“We can't rely on federal help, he writes. We are classical data driven, into behavioral economics. His advice: Select persons who will be leaders in your community. Every community should have mentors for upcoming leaders. Start early in their education. We need entrepreneurs and innovators. There must be both growing in each local community. And there must be high energy in the workplace. Everyone has a role to play. Let's watch the school system and its high school graduation rate so we can achieve a 60 percent high school graduation rate. Everybody must participate.
“The book is an easy read and it contains international surveys. For example, among the top 25 nations in economic growth, we are No. 1, with China in second place, Japan in third, Germany fourth, France fifth. He has a list of “to dos” to maintain that place. I didn't read the whole thing because not all of what he writes applies to nonprofit organizations, but there are some strategies we can use and some good points he makes. Some questions he poses I can pose. He says to ask, “What do I do best every day?” We need feedback — both staff and boss. We should feel that at work my opinion does matter.
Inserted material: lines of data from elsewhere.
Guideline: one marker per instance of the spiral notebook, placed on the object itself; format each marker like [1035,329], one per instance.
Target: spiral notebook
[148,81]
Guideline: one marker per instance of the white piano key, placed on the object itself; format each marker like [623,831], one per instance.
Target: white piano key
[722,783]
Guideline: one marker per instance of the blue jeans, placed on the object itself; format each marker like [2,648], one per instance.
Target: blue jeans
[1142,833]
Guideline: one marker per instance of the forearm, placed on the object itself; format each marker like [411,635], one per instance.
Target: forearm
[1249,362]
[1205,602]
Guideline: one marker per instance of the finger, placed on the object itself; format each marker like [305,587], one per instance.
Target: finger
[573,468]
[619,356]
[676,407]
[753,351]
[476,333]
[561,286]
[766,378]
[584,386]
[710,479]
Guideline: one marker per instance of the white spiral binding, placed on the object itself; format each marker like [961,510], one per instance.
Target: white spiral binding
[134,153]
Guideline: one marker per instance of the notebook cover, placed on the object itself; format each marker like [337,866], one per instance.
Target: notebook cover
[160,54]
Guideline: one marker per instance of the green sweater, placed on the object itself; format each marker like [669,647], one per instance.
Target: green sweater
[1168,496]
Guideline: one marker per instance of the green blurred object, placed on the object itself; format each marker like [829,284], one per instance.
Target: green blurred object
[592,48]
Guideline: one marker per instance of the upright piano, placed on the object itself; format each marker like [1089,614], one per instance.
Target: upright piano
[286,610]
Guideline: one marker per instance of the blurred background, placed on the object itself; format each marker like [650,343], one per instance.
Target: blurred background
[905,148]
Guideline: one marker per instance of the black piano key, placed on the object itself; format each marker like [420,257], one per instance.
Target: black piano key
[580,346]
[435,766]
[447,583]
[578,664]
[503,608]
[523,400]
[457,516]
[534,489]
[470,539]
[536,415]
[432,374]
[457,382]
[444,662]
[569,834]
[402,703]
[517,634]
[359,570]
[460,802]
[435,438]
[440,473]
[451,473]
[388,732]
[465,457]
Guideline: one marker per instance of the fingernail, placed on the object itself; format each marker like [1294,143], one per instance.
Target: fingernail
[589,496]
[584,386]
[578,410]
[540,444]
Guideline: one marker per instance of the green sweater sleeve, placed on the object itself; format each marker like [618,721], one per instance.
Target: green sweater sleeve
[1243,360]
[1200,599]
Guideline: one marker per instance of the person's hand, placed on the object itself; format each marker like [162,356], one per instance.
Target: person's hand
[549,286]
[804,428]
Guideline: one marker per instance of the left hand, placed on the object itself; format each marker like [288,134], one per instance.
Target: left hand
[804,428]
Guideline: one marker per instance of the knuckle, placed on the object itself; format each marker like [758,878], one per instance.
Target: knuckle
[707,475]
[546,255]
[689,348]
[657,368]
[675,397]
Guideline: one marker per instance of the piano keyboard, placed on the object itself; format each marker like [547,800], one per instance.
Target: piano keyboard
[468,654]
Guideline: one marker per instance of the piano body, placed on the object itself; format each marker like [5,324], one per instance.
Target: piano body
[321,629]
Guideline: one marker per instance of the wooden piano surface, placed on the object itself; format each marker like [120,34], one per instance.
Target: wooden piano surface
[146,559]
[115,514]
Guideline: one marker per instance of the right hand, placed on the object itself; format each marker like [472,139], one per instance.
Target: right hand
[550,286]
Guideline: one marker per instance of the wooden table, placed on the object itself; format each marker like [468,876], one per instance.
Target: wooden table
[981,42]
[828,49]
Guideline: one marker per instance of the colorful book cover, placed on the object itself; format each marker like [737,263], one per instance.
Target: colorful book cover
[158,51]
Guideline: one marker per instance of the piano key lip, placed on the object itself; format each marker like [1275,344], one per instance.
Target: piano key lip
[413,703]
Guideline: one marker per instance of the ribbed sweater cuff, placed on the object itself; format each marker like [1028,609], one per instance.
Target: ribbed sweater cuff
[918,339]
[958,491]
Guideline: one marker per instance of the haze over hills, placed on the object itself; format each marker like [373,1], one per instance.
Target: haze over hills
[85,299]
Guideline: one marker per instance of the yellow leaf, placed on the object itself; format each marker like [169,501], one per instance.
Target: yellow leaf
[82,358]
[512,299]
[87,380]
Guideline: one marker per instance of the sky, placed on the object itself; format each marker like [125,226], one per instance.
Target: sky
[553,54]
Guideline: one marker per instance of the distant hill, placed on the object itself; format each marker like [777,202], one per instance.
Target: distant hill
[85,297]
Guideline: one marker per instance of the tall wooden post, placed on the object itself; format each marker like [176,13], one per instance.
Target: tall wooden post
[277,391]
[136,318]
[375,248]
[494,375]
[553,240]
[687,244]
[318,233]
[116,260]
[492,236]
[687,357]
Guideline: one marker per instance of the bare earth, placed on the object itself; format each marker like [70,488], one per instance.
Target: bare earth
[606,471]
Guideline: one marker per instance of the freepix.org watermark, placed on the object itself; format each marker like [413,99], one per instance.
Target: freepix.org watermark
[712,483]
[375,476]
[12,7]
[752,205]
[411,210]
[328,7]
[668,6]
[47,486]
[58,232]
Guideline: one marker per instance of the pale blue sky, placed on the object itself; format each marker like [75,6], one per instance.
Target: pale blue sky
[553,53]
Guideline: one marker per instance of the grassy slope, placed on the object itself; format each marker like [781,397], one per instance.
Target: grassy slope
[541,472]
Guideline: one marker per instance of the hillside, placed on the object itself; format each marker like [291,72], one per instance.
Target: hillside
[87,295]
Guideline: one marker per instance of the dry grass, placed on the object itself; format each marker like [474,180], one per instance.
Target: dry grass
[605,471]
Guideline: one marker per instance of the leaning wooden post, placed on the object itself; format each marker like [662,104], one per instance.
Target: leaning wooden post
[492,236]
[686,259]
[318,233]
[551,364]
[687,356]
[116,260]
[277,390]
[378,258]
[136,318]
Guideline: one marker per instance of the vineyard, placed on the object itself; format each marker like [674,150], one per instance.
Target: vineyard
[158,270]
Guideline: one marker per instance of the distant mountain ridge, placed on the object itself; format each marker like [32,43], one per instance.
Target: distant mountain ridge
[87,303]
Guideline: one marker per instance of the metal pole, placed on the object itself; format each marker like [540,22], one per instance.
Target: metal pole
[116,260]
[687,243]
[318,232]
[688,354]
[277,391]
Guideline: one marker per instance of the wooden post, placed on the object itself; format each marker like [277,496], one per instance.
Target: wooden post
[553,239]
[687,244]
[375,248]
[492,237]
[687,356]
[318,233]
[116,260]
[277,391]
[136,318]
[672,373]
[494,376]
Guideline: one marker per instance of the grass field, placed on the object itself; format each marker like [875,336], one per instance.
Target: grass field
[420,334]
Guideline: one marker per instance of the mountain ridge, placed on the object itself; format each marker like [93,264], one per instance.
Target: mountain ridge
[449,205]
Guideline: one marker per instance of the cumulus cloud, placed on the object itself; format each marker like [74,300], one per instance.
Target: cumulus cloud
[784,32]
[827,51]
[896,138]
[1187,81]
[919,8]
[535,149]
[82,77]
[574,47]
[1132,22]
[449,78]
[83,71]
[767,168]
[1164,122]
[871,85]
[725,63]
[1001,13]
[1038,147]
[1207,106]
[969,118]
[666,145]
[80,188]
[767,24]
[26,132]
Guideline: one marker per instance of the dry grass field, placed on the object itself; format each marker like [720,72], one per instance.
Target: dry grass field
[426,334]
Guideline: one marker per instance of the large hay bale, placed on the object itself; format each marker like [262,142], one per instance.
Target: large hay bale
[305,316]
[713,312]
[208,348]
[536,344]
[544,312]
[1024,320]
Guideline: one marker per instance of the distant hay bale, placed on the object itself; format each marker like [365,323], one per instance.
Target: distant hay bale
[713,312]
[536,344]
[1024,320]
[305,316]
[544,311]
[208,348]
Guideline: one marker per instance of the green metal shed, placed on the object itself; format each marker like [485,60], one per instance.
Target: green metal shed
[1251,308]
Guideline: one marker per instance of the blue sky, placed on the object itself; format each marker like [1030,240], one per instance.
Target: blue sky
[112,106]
Leadership matters. There is role modeling for the staff, and there should be a drive for teamwork. I am a firm believer in growing talent within. Ours intentionally is a diversified board, and members are urged to get involved. One does not have to accept everything, but we must help children to be ready to learn. We are not a baby-sitting center. We have to dream big and we want the children to dream big.
“I recently received a gift — a subscription to Vanity Fair, and I read it from cover to cover. It is entertaining and covers many controversial issues — and I am thoroughly enjoying it.”